Técnicas de negociación entre empresas

Ante el modo de entender la vida, no es la misma forma la que podamos tener a nivel personal que la que puedan tener otras personas. Esta situación influye, inevitablemente, a la hora de negociar, por lo que conviene saber qué técnicas de negociación son las más apropiadas para poder alcanzar los objetivos empresariales que tengamos.

Teniendo en cuenta el principio de negociar como la acción de tratar cuestiones públicas o privadas para lograr un objetivo, las técnicas de negociación tienen el fin de dar solución a un conflicto, de forma constructiva, acercando posturas entre varias partes.

A la hora de negociar, por tanto, se debe considerar el camino más acertado para alcanzar una solución que beneficie a todos los integrantes del asunto. Una negociación empresarial puede beneficiar al área de marketing y publicidad, o a otros departamentos, según los objetivos marcados.
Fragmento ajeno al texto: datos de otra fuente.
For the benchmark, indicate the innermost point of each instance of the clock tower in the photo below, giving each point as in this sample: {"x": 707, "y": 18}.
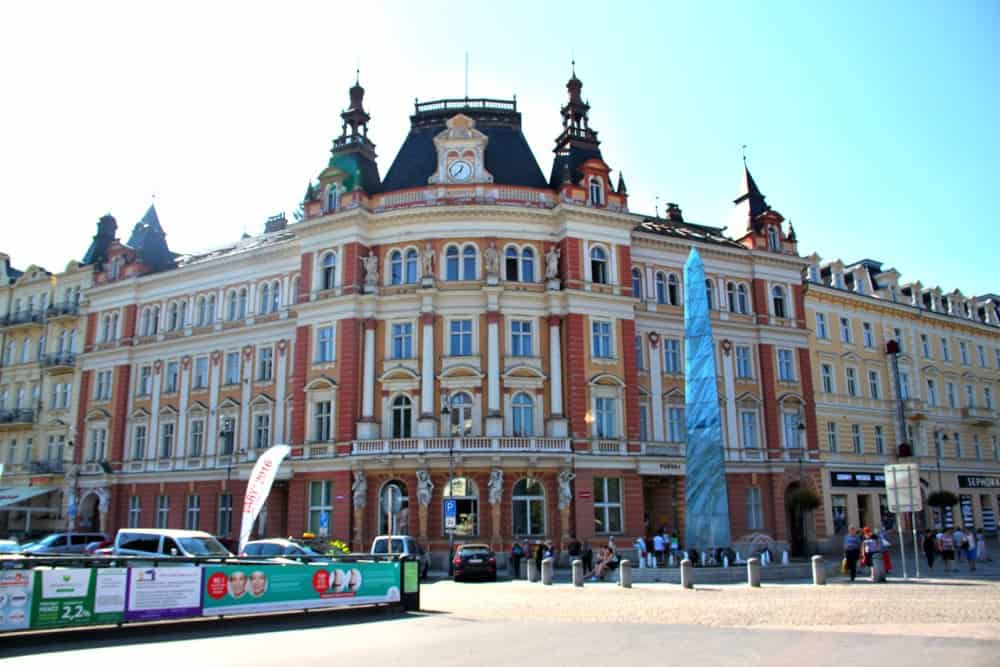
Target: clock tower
{"x": 461, "y": 151}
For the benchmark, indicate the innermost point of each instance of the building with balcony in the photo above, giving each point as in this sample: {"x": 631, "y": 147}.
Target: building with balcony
{"x": 899, "y": 366}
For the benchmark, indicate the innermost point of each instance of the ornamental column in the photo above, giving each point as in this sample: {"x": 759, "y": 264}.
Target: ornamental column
{"x": 494, "y": 420}
{"x": 427, "y": 427}
{"x": 558, "y": 427}
{"x": 367, "y": 428}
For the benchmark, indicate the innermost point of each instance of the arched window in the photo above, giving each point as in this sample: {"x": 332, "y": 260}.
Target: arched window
{"x": 329, "y": 270}
{"x": 510, "y": 263}
{"x": 411, "y": 266}
{"x": 461, "y": 414}
{"x": 524, "y": 415}
{"x": 596, "y": 198}
{"x": 463, "y": 491}
{"x": 528, "y": 498}
{"x": 396, "y": 268}
{"x": 402, "y": 417}
{"x": 742, "y": 299}
{"x": 637, "y": 283}
{"x": 598, "y": 266}
{"x": 394, "y": 509}
{"x": 469, "y": 263}
{"x": 673, "y": 290}
{"x": 451, "y": 263}
{"x": 528, "y": 265}
{"x": 778, "y": 299}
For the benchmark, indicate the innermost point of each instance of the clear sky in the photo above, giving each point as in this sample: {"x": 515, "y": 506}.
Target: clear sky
{"x": 872, "y": 126}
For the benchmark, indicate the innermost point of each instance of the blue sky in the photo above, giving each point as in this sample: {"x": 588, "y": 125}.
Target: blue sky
{"x": 873, "y": 128}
Para empezar, el aspecto más importante que se debe tener en cuenta en las técnicas de negociación es el interés común, por encima de las diferentes posiciones. Para ello, debemos preguntarnos por qué se quieren lograr unos determinados objetivos, en vez de empeñarnos en conseguirlos necesariamente todos, de modo que establezcamos una prioridades en torno a nuestro beneficio.

El proceso de negociación de cualquier empresa nos lleva a proponer nuevas opciones de mutuo beneficio entre partes, aunque anteriormente no se hayan contemplado. Esta creación de intereses complementan las oportunidades de las empresas, multiplicando los beneficios, incluso, una vez consensuado un acuerdo sobre el principal objetivo de cada una.

Te puede interesar: Becas MEC

Para llevar a cabo una negociación entre empresas, las técnicas aplicadas han de conllevar una serie de criterios objetivos, con el fin de procurar que las dos partes realicen un proceso analítico y no se dejen llevar, preferiblemente, por cuestiones subjetivas.

Pasos para una negociación efectiva

  • Analizar la situación actual, para observar si un conflicto empresarial podemos resolverlo de forma interna o necesitamos recurrir a una negociación. También conviene decidir con quién queremos realizarla, según nuestros intereses y posibilidades de éxito.
  • Identificar y delimitar unos objetivos, que permitan llevar a cabo las técnicas de negociación pertinentes para acordar los pactos que más beneficien a nuestra empresa.
  • Informar de las condiciones para colaborar, desde el principio. Esto evitará malos entendidos posteriores, estableciendo, así mismo, los temas a abordar entre las partes.
  • Mantener una postura humilde, en contra de manifestarse a la defensiva a la hora de comunicarse. Para ello es necesario realizar una escucha con la misma atención que demandamos que nos la presten.
  • Descubrir los puntos débiles de la otra parte, para detectar nuestro nivel de negociación, mediante una serie de preguntas relacionadas con el tema principal a tratar y cubrir sus necesidades a cambio de los beneficios que se nos puedan presentar ante ello.
  • Detectar muestras de interés, por parte de la empresa que negocia con la nuestra. Según dicho interés podremos manejar la situación para aprovecharlo o incrementar su motivación, en función de las conversaciones.
  • Exponer el abismo al que la otra empresa se puede ver sometida, de no cubrir la necesidad que la nuestra pueda ofrecerle, con el fin de generarle una esperanza positiva que le incentive para finalmente negociar.
  • Controlar las objeciones de la otra parte, de manera que cualquier punto opuesto que la otra empresa nos plantee para su beneficio, no afecte al logro de nuestros objetivos.
  • Aplicar la técnica del sánwich, conocida por transmitir a la otra parte una negativa de forma asertiva, para no perjudicar a su motivación. En técnicas de negociación, este método se utiliza para recordar la necesidad de la colaboración, presentando posteriormente otra necesidad menos importante que interesa a ambas partes.

Una vez hemos seguido estos pasos, para aplicar correctamente las técnicas de negociación, habremos empleado los métodos necesarios para conseguir nuestro objetivo principal a corto plazo, además de lograr que las dos partes queden satisfechas.

Recurrir de forma profesional a las técnicas de negociación permite, además, crear un lazo duradero entre empresas, con los consecuentes beneficios que pueden obtenerse de esta relación.

Por último, conviene no olvidarnos de que nuestra comunicación siempre debe ser asertiva y empática, sin dar lugar a la ofensa, para que ambas partes salgan ganando.